[ovs-discuss] Patch for PACKET_OUT getting deleted twice crash
Ilya Maximets
i.maximets at ovn.org
Fri Jun 4 17:34:48 UTC 2021
> Here is a patch with both a test and a fix.
Hi. Thanks for working n this!
CC: ovs-dev
> Not submitting as a formal
> patch because I would like some feedback on whether 1) maintainers feel
> this is worth fixing and
I can reproduce the crash with your test. Basically, actions in userspace
datapath may drop packets if something goes wrong. 'meter' action just
seems to be the most explicit variant.

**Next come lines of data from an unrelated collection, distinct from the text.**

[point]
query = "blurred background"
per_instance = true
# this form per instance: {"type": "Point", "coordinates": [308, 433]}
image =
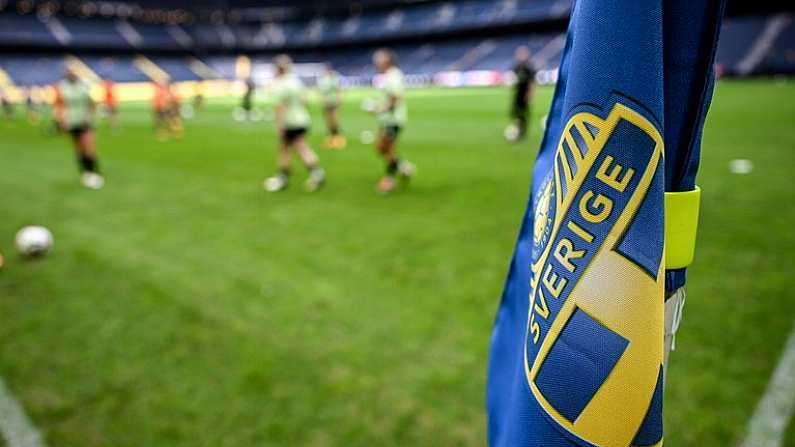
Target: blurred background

So, I think, this is definitely
worth fixing as some other condition might trigger this crash on packet-out
as well.
==2568112==ERROR: AddressSanitizer: heap-use-after-free
on address 0x61600000699c at pc 0x000000573860 bp 0x7ffebc6cc880 sp 0x7ffebc6cc878
READ of size 1 at 0x61600000699c thread T0
#0 0x57385f in dp_packet_delete lib/dp-packet.h:242:16
#1 0x57372c in ofproto_packet_out_uninit ofproto/ofproto.c:3562:5
#2 0x585e77 in handle_packet_out ofproto/ofproto.c:3722:5
#3 0x583801 in handle_single_part_openflow ofproto/ofproto.c:8499:16
#4 0x570c9c in handle_openflow ofproto/ofproto.c:8686:21
#5 0x611781 in ofconn_run ofproto/connmgr.c:1329:13
#6 0x6112ed in connmgr_run ofproto/connmgr.c:356:9
#7 0x56fdf4 in ofproto_run ofproto/ofproto.c:1891:5
#8 0x545ec0 in bridge_run__ vswitchd/bridge.c:3251:9
#9 0x5456a5 in bridge_run vswitchd/bridge.c:3310:5
#10 0x55f5b1 in main vswitchd/ovs-vswitchd.c:127:9
#11 0x7f85bfe09081 in __libc_start_main (/lib64/libc.so.6+0x27081)

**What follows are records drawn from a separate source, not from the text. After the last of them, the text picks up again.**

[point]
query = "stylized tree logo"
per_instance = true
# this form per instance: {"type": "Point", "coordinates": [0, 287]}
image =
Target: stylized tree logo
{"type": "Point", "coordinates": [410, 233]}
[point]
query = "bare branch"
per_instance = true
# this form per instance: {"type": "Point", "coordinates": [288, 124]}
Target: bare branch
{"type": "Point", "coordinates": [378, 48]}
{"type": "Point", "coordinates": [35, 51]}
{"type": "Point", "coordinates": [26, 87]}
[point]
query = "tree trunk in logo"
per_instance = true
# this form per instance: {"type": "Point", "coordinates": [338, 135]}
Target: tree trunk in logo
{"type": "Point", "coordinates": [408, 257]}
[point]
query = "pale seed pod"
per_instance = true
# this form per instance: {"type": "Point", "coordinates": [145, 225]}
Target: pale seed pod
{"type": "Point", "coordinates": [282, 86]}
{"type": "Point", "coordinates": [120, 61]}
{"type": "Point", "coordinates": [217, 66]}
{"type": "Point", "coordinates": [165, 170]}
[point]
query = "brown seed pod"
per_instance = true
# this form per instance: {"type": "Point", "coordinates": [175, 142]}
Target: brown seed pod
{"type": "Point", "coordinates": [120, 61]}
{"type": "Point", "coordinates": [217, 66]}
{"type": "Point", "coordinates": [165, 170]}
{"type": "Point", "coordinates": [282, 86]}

#12 0x46d00d in _start (vswitchd/ovs-vswitchd+0x46d00d)
> 2) whether this is the way to fix it.
See inline.
>
> I have tried to make the most minimal change possible, but this means that
> there might be paths through the code that give unexpected behaviour (which
> in the worst case would be a memory leak I suppose).
>
> Tony
>
> diff --git a/lib/dp-packet.h b/lib/dp-packet.h
> index 246be14d0..5e0dabe67 100644
> --- a/lib/dp-packet.h
> +++ b/lib/dp-packet.h
> @@ -739,6 +739,7 @@ struct dp_packet_batch {
> size_t count;
> bool trunc; /* true if the batch needs truncate. */
> bool do_not_steal; /* Indicate that the packets should not be stolen.
> */
> + bool packet_out; /* Indicate single packet is PACKET_OUT */
> struct dp_packet *packets[NETDEV_MAX_BURST];
> };
>
> @@ -748,6 +749,7 @@ dp_packet_batch_init(struct dp_packet_batch *batch)
> batch->count = 0;
> batch->trunc = false;
> batch->do_not_steal = false;
> + batch->packet_out = false;
> }
>
> static inline void
> diff --git a/lib/dpif-netdev.c b/lib/dpif-netdev.c
> index 650e67ab3..deba4a94a 100644
> --- a/lib/dpif-netdev.c
> +++ b/lib/dpif-netdev.c
> @@ -4170,6 +4170,7 @@ dpif_netdev_execute(struct dpif *dpif, struct
> dpif_execute *execute)
>
> dp_packet_batch_init_packet(&pp, execute->packet);
> pp.do_not_steal = true;
> + pp.packet_out = execute->packet_out;
> dp_netdev_execute_actions(pmd, &pp, false, execute->flow,
> execute->actions, execute->actions_len);
There is already a dirty hack named "do_not_steal" that was introduced,
I guess, exactly to avoid crash in the conntrack code that could drop/steal
the packet just like meter action. And it seems that here in
dpif_netdev_execute() is the only problematic entry point as all other
normal paths expects that packet might be destroyed.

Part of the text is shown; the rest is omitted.